After that initial action sequence, the book takes on a more deliberate pace that values character interaction over fisticuffs or gunfights. Immonen has always been a curious writer, with a distinct cadence and tone that can sometimes read as a bit weird; here, she really plays up the distinct personalities of her three primary characters, allowing for the interplay between them to drive interest in the first issue. The result is a fantastic display of why these characters are worth following, but it comes at the cost of clear stakes or storytelling (what’s the deal with the sketchy handler in Moscow?). The cliffhanger promises an action-packed second issue, so perhaps the storyline and conflict will become clearer next month.
Rich Ellis and Jordan Boyd do an excellent job of blending pulpy noir aesthetic expected of a ‘50s thriller with the Kirby-esque style of those original Tales of Suspense and Captain America books. Part of me was crying out for Chris Samnee, but then I remembered we’re not in the ‘40s; we’re in the gritty 1950s now, and Ellis and Boyd are more than up to the challenge of the period. The initial sequence is a marvel to follow (pun intended), with Ellis’ brilliant choreography of Peggy’s fighting style and Boyd’s muted color palette.
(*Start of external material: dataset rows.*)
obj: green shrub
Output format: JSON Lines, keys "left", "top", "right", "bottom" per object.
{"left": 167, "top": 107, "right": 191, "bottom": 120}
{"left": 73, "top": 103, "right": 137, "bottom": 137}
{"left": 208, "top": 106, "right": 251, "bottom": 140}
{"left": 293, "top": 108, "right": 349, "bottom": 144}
Worth a look. If you’re into character-driven storytelling and period pieces, Operation S.I.N. is just the book for you. Kathryn Immonen and Rich Ellis are hinting at the espionage/fantasy mash-up hard in this first issue, despite focusing primarily on introducing us to the dynamic personalities of Peggy Carter, Howard Stark, and Woodrow McCord. Don’t expect Hayley Atwell here, but that doesn’t mean this Peggy Carter isn’t just as dogged and cool. She’s still trying to earn the respect and action that she so rightfully deserves. And I’m onboard for that reason alone. Check it!